I shake my head, "Not really. He usually knows where to draw the line... I feel sorry for him, being stuck with someone like me..."



"He's not stuck with you. That's his choice. He's chosen to be with you. If he didn't want to stay with you, then he wouldn't have asked you to marry him. He knows what's involved with being with you, but he still asked anyway. That proves he's in this for the long haul."



She thinks for a few minutes and the only thing I can hear is the faint ticking of the clock and my ragged breathing. I feel so guilty for being so selfish but fear grips me and hinders me from doing anything about it. The memories are just too much. After being violated in so many ways, especially with having no way to forget or reduce those memories, it is a step I don't know if I'll ever be able to take.

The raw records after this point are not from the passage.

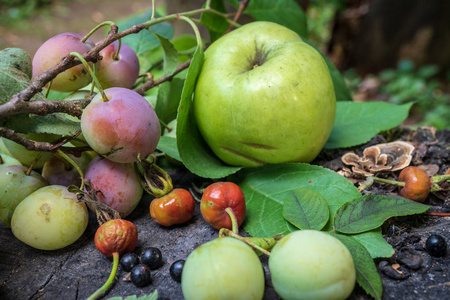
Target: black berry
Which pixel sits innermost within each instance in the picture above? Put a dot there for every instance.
(128, 261)
(176, 269)
(436, 245)
(140, 275)
(152, 258)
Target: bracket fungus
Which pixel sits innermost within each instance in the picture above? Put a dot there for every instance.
(388, 157)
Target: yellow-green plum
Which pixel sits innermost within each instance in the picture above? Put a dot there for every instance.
(50, 218)
(310, 264)
(223, 269)
(53, 50)
(120, 70)
(264, 96)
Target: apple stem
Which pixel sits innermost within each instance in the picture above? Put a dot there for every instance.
(226, 232)
(101, 291)
(234, 223)
(371, 179)
(69, 160)
(108, 23)
(97, 83)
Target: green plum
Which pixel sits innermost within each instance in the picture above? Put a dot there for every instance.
(310, 264)
(50, 218)
(224, 268)
(264, 96)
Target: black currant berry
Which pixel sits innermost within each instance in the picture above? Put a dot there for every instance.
(152, 258)
(128, 261)
(436, 245)
(176, 269)
(140, 275)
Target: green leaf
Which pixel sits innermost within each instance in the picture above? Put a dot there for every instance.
(375, 243)
(357, 122)
(169, 95)
(170, 54)
(306, 209)
(340, 87)
(370, 211)
(168, 145)
(266, 188)
(366, 271)
(194, 152)
(144, 41)
(284, 12)
(215, 24)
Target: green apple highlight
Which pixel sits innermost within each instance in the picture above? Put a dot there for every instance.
(264, 96)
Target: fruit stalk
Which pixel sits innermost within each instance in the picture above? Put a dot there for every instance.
(101, 291)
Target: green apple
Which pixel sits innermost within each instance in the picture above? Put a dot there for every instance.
(311, 264)
(264, 96)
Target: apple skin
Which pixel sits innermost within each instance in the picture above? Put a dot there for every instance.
(219, 196)
(120, 72)
(264, 96)
(53, 50)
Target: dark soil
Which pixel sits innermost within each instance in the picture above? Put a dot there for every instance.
(77, 271)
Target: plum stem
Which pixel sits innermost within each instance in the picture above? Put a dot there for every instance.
(106, 23)
(234, 223)
(227, 232)
(86, 65)
(101, 291)
(68, 159)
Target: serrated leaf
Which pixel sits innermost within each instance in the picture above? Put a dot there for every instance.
(266, 187)
(144, 41)
(366, 271)
(194, 152)
(170, 54)
(306, 209)
(168, 145)
(215, 24)
(284, 12)
(375, 243)
(169, 95)
(370, 211)
(357, 122)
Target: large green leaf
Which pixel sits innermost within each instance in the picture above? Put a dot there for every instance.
(284, 12)
(357, 122)
(194, 152)
(144, 41)
(370, 211)
(266, 188)
(366, 271)
(375, 243)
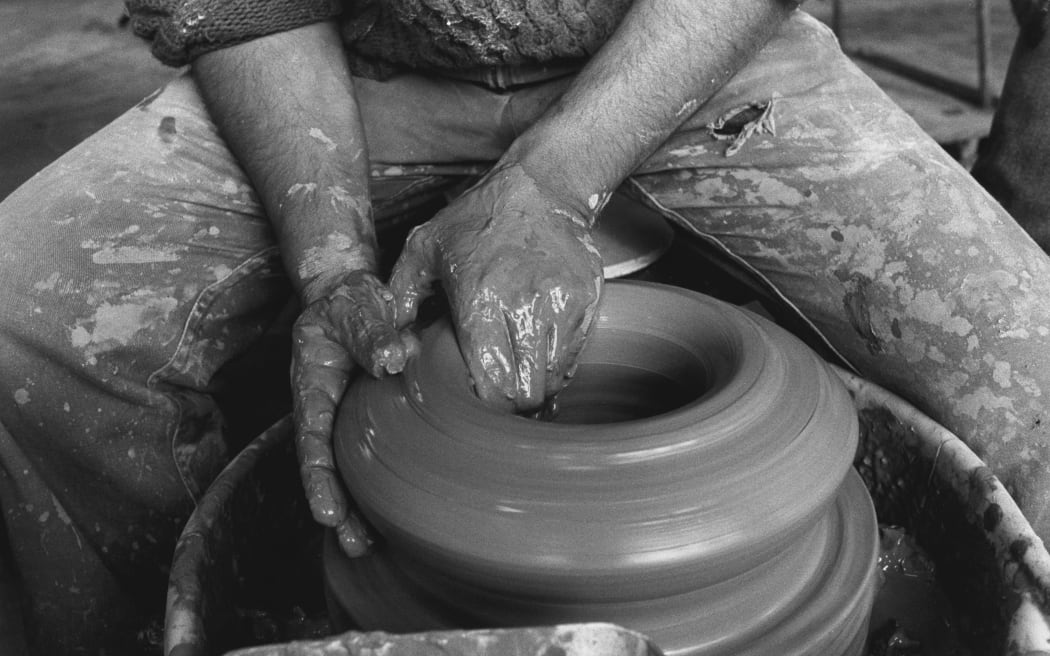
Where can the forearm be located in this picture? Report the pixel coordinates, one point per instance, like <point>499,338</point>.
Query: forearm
<point>286,107</point>
<point>667,58</point>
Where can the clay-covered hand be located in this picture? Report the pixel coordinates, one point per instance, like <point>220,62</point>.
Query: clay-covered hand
<point>522,278</point>
<point>351,324</point>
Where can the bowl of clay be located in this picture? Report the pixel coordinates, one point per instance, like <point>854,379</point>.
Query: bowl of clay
<point>693,482</point>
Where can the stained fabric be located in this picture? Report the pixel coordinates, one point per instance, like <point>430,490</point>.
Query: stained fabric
<point>139,269</point>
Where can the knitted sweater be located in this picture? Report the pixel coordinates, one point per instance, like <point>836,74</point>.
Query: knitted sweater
<point>384,36</point>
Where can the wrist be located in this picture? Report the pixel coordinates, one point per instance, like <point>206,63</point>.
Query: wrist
<point>576,180</point>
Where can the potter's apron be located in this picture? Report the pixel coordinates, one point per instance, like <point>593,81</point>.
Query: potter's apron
<point>138,275</point>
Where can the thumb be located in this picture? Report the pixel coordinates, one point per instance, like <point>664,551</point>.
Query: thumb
<point>415,273</point>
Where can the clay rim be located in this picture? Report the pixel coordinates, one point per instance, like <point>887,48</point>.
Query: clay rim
<point>422,459</point>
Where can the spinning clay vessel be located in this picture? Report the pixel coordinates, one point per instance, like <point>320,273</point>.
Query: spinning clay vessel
<point>693,483</point>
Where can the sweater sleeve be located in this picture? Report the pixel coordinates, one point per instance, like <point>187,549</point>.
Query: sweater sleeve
<point>181,30</point>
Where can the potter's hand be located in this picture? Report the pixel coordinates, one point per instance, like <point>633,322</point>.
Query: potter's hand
<point>350,324</point>
<point>523,280</point>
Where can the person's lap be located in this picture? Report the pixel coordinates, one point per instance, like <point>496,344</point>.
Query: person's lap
<point>140,265</point>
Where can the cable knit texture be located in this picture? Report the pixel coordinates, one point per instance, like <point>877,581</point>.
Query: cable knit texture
<point>384,36</point>
<point>465,34</point>
<point>180,30</point>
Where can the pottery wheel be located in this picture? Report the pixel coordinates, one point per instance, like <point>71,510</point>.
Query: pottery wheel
<point>696,486</point>
<point>630,236</point>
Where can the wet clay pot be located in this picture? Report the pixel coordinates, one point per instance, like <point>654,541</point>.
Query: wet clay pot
<point>694,485</point>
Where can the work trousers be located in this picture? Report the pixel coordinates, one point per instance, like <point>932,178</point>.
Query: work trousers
<point>139,271</point>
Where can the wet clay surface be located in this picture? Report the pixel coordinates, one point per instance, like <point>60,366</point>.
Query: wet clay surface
<point>655,504</point>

Sam breaks my thoughts by saying, "I'd like you to try something. I'd like you to try and initiate the contact. Maybe if you go to Eli,rather than him going to you, then it might get you through some of these issues. It'll give you the power, instead of a man having the power in that situation. Would you be willing to try that for a few weeks?"



My eyes widen. Can I do that? Can I be brave and bold enough to start the physical contact? Honestly? I don't know.



I think for a few seconds and then I truthfully answer, "I don't know."



"I'd like you to try. I want to increase your dose of medication. You've been sitting at this dose for a while and I'd like to see if we can make more progress with a higher dose in your system. Are you ok with that?"



Right now, I'd jump at the chance for extra drugs. If I've got to try doing this, then I need all the extra help I can get. Obviously, I don't voice that at all. She might change her mind and I really don't want that. Instead, I simply nod.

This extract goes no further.